Trail Ridge Road – Welcome to the Rockies

The highest continually paved road in the United States is found in Colorado’s Rocky Mountain National Park where the Trail Ridge Road takes you from the town of Estes Park, Colorado to Grand Lake, Colorado. The “Highway to the Sky” was completed in 1933, ascending to 12,183 feet. Drivers are offered sweeping views of the Rockies, the Trail Ridge tundra, and the impressive Continental Divide.

Route 12 – Red Rocks Abound

From Capitol Reef National Park to Bryce Canyon National Park, travelers take Route 12 where red rocks and canyons abound. From Wayne County to Garfield County, drivers take the scenic byway through Dixie National Forest. Then drivers move through Capitol Reef National Park, and Bryce Canyon National Park. In between, drivers can stop off and see the Grand Staircase-Escalante National Monument, Lower Calf Creek Falls, and the Escalante Natural Bridge. Free roaming bison may accompany you on your 124 mile drive through the stunning red rocks Utah is known for.

Blue Ridge Parkway – From Virginia to North Carolina

Taking us to the Southern and Central Appaclacians is the Blue Ridge Parkway. The road is found lying between the Great Smoky Mountains National Park and Shenandoah National Park. Visitors take the 469 mile road to see the highest mountain peak in the eastern United States. You will also see Mount Mitchell, the oldest river in North America, the amusingly-named New River, and the deepest gorge east of the Grand Canyon, the Linville Gorge. The parkway is known for its remarkable biodiversity with numerous different habitats. The floral and fauna of Virginia and North Carolina, alongside the states’ monumental geological features are sights to behold.

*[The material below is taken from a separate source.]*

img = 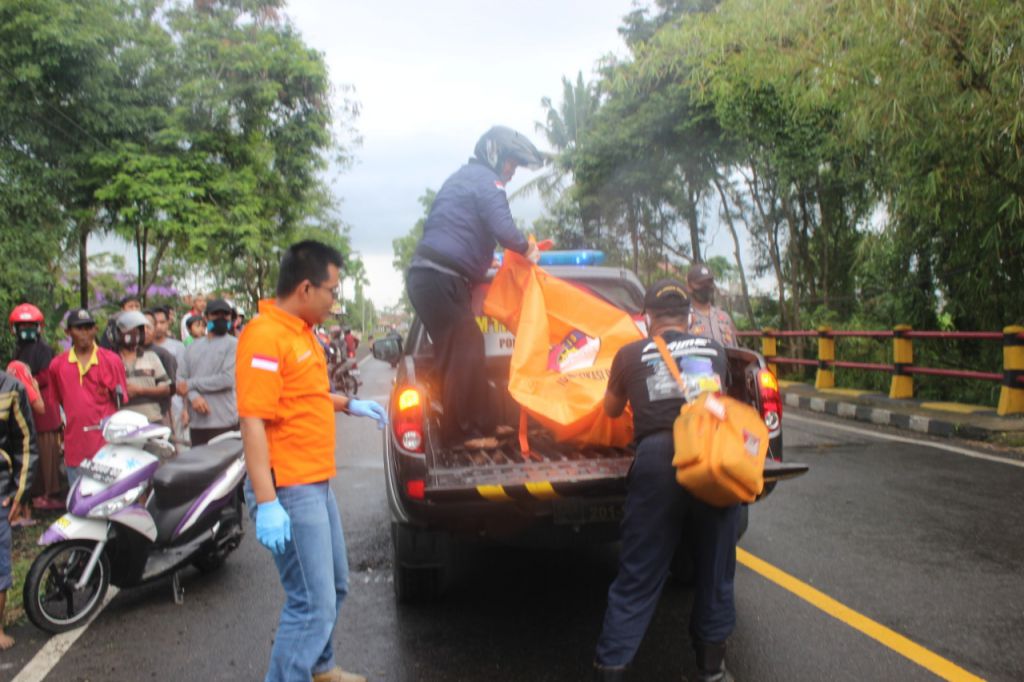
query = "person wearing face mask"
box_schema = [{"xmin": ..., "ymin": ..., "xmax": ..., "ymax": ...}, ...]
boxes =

The Pacific Coast Highway – California’s Delight

The Pacific Coast Highway takes you from Los Angeles to northern California with over 500 miles of ocean views, surf-beaten bluffs, and classic California wildlife. Highway 1 runs through Big Sur, San Francisco, Carmel-by-the-Sea, Los Angeles, and the coast in between. The migrating elephant seals sunning on San Piedras Beach, the sea lions hanging around San Francisco’s Fisherman’s Wharf, and the sea otters famously found floating in the Monterey Bay showcase the coastal animal life uniquely found in California. The drive can span several days with stops in seaside towns with dazzling views and shining sunny weather.

Hana Highway – Maui’s Greatest Adventure

Drivers take the Hana Highway along the coast of the island of Maui, all around the isle. The lush rainforest, along majestic cliffs, and past gushing waterfalls are included in the drive. The road is dotted with mile markers to help visitors along their way. At Twin Falls, found at Mile Marker 2, visitors can pull over and hike to spectacular waterfalls which fall into a large swimming hole for hikers to cool off in. ‘Ula’ino Road, off of Mile Marker 31 leads to the Hana Lava Tube, a spectacular geographic site. Wai’anapanapa State Park and Honomanu Bay beaches offer beautiful ocean and greenery views. Freshly baked banana bread and fresh fruit stands found along the route offer sustenance to travelers on their way. Mile Marker 42 brings you to Haleakala National Park to explore ancient Hawaiian ruins, the Seven Sacred Pools and Waimoku falls. The drive is a full day activity with exploring, adventuring, and miles of views unlike any you’ve ever seen.